如果您更改 harvester-system/harvester 部署镜像,SUSE® Rancher Prime: Continuous Delivery 代理会检测到更改并更新 BundleDeployment 资源中的相应状态。

示例:

status:
  appliedDeploymentID: s-89f9ce3f33c069befb4ebdceaa103af7b71db0e70a39760cb6653366964e5:1cd9188211e318033f89b77acf7b996
e5bb3d9a25319528c47dc052528056f78
  conditions:
  - lastUpdateTime: "2025-08-28T04:44:18Z"
    status: "True"
    type: Installed
  - lastUpdateTime: "2025-08-28T04:44:18Z"
    status: "True"
    type: Deployed
  - lastUpdateTime: "2025-09-01T07:40:28Z"
    message: deployment.apps harvester-system/harvester modified {"spec":{"template":{"spec":{"containers":[{"env":[{"
name":"HARVESTER_SERVER_HTTPS_PORT","value":"8443"},{"name":"HARVESTER_DEBUG","value":"false"},{"name":"HARVESTER_SERV
ER_HTTP_PORT","value":"0"},{"name":"HCI_MODE","value":"true"},{"name":"RANCHER_EMBEDDED","value":"true"},{"name":"HARV
ESTER_SUPPORT_BUNDLE_IMAGE_DEFAULT_VALUE","value":"{\"repository\":\"rancher/support-bundle-kit\",\"tag\":\"master-hea
d\",\"imagePullPolicy\":\"IfNotPresent\"}"},{"name":"NAMESPACE","valueFrom":{"fieldRef":{"apiVersion":"v1","fieldPath"
:"metadata.namespace"}}}],"image":"frankyang/harvester:fix-renovate-head","imagePullPolicy":"IfNotPresent","name":"api
server","ports":[{"containerPort":8443,"name":"https","protocol":"TCP"},{"containerPort":6060,"name":"profile","protoc
ol":"TCP"}],"resources":{"requests":{"cpu":"250m","memory":"256Mi"}},"securityContext":{"appArmorProfile":{"type":"Unc
onfined"},"capabilities":{"add":["SYS_ADMIN"]}},"terminationMessagePath":"/dev/termination-log","terminationMessagePol
icy":"File"}]}}}}

安装完成后的第 0 天,控制台显示 Setting up Harvester

问题描述

安装成功后,控制台持续显示 Setting up Harvester。
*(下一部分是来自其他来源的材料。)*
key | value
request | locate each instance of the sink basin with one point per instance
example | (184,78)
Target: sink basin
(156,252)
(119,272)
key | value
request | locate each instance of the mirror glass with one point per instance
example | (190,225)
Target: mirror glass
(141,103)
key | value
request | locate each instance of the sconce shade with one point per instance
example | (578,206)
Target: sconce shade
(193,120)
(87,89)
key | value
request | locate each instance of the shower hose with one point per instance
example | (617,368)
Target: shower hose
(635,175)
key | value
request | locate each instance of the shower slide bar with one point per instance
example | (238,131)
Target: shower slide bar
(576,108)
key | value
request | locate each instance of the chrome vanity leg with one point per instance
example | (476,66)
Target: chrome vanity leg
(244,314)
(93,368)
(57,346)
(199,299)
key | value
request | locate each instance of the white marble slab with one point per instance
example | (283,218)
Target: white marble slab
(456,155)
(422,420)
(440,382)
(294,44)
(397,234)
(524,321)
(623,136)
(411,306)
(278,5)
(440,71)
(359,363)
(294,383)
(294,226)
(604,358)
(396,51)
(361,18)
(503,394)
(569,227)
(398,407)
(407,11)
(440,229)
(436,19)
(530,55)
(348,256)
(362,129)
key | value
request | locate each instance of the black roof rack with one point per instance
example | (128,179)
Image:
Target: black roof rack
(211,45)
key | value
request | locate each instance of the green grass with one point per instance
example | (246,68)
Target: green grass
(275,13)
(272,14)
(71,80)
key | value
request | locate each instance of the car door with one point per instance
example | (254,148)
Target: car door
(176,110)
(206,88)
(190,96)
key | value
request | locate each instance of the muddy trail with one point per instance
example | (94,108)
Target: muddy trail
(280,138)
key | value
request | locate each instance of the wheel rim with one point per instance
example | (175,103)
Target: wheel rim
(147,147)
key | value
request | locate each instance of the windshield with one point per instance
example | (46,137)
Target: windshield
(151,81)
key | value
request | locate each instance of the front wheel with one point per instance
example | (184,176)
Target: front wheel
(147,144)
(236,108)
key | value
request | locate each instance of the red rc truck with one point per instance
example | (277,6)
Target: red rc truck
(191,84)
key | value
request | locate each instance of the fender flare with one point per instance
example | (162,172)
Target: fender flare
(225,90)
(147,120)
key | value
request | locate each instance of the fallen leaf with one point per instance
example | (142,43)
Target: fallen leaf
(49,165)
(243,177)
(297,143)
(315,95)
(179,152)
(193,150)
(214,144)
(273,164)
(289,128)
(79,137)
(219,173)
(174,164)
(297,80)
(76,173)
虽然大多数 UI 和 CLI 操作不受影响,但尝试 启动升级 的操作被阻止。

运行命令 kubectl get managedchart -n fleet-local harvester -oyaml 后,显示以下信息:

...
status:
  conditions:
  - lastUpdateTime: "2025-10-22T08:01:18Z"
    message: 'NotReady(1) [Cluster fleet-local/local]; daemonset.apps harvester-system/harvester-network-controller
      modified {"spec":{"template":{"spec":{"containers":[{"args":["agent"],"command":["harvester-network-controller"],
      "env":[{"name":"NODENAME","valueFrom":{"fieldRef":{"apiVersion":"v1","fieldPath":"spec.nodeName"}}},
      {"name":"NAMESPACE","valueFrom":{"fieldRef":{"apiVersion":"v1","fieldPath":"metadata.namespace"}}}],
      "image":"rancher/harvester-network-controller:master-head","imagePullPolicy":"IfNotPresent","name":"harvester-network",
      "resources":{"limits":{"cpu":"100m","memory":"128Mi"},"requests":{"cpu":"10m","memory":"64Mi"}},
      "securityContext":{"privileged":true},"terminationMessagePath":"/dev/termination-log","terminationMessagePolicy":"File",
      "volumeMounts":[{"mountPath":"/dev","name":"dev"},{"mountPath":"/lib/modules","name":"modules"}]}]}}}};'
    status: "False"
    type: Ready

根本原因

控制台运行以下命令以确定 harvester ManagedChart(在 fleet-local 名称空间)是否处于 Ready 状态。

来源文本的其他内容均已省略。